For the last two decades, AEG’s portfolio has included Goldenvoice, the festival and concert promotion company.

Paul Tollett, Goldenvoice’s chief executive, is the all-seeing eye of the Coachella Valley Music & Arts Festival, the most glamorous, musically tasteful, visually iconic and profitable music festival in the country. In 2016, he outdid himself with Desert Trip, which brought six titans of classic rock in a slim festival format, yielding the highest-grossing box office for a concert in American history (a metal version, Power Trip, debuted last year).

The first Coachella in 1999 gave Tollett, 58, an instant national reputation. Tollett’s signature event became cultural shorthand for bohemian desert aesthetics and must-see acts across rock, electronic and hip-hop music. Your placement on the poster is still the definitive metric of how big your band is.

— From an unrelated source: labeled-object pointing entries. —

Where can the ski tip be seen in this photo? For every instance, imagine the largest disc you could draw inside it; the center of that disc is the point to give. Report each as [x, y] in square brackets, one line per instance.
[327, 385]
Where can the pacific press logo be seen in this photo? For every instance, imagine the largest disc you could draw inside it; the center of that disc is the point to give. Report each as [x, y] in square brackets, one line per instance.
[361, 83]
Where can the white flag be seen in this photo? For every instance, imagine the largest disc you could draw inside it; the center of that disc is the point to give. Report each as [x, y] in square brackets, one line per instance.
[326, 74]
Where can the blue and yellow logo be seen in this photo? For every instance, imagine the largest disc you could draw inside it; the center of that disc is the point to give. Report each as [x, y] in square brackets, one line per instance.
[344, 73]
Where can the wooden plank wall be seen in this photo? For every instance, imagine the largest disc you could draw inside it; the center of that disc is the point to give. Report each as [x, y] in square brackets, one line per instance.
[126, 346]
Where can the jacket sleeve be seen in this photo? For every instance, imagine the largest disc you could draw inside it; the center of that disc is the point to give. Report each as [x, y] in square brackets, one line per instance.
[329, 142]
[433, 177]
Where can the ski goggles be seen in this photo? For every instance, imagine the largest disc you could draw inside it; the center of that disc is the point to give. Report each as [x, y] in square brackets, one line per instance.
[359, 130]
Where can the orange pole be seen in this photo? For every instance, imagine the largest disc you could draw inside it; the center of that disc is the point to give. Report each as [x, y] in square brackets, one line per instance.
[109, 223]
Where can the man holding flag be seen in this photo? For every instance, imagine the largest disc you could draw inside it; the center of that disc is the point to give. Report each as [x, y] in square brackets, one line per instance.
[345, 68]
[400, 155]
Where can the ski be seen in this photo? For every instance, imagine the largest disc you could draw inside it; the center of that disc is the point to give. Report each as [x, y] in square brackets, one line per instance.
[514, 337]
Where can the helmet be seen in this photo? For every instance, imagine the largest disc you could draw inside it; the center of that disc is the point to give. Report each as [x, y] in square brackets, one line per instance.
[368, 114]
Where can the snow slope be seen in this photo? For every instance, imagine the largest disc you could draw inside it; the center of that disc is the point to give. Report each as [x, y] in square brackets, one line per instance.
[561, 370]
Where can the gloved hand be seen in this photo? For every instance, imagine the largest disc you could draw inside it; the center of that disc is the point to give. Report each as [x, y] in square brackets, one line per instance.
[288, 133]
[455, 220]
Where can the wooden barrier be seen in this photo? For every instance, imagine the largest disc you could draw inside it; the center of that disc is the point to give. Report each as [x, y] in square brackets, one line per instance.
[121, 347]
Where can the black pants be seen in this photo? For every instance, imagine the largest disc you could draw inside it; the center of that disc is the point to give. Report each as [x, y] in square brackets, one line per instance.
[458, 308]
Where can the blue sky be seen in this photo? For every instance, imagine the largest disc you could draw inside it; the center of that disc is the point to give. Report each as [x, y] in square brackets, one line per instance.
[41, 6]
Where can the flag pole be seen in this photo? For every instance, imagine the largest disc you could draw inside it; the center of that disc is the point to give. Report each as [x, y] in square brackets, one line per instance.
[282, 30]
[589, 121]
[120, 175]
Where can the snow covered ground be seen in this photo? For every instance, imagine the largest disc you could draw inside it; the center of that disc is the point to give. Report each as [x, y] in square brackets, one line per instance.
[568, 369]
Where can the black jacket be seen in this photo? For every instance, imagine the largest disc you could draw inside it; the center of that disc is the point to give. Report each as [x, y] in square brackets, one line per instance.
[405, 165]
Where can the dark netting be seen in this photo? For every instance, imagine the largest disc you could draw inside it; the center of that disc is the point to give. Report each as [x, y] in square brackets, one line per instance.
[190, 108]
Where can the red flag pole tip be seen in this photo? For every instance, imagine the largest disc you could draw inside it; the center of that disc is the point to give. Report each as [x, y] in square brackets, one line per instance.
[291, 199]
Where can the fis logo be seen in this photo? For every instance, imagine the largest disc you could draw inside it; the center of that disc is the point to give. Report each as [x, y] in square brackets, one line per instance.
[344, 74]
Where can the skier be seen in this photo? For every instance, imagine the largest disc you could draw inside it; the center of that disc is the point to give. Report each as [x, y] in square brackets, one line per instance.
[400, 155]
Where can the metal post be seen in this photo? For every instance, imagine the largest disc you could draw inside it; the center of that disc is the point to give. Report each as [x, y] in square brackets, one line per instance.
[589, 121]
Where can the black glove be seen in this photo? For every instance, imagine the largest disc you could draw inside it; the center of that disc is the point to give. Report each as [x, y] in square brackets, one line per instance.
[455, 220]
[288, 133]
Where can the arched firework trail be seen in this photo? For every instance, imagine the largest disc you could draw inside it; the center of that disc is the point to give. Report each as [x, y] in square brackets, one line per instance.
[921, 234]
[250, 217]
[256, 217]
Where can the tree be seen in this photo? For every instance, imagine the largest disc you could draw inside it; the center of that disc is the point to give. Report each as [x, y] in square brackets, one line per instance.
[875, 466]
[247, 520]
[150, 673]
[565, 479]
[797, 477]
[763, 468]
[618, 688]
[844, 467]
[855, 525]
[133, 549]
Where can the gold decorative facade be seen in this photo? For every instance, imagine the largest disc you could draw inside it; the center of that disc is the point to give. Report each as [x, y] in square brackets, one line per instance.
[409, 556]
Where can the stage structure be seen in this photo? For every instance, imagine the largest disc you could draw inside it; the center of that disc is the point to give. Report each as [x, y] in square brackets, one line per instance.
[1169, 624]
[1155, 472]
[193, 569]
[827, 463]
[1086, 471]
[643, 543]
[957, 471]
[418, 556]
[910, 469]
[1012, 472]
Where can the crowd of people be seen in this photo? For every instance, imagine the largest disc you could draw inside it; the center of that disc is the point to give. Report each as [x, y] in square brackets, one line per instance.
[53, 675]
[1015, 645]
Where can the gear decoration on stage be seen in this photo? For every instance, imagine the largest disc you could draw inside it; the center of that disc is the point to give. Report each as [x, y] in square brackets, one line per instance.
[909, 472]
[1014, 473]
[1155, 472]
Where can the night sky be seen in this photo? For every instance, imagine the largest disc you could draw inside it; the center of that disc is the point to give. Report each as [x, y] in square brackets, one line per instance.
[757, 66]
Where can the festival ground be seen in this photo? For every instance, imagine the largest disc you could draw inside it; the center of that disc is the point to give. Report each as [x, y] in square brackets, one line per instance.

As Coachella grew, it expanded to two weekends with nearly 250,000 fans, added a country-music spin-off, Stagecoach, and fully adapted to millennial and Gen Z pop tastes and luxury appetites while keeping its music-biz cachet. What happens on its stages — like Frank Ocean’s divisive one-night comeback set in 2023 — becomes international news. To have your festivals become the industry’s biggest cash-spinners, while staying its most creative and ambitious musically, is a towering achievement.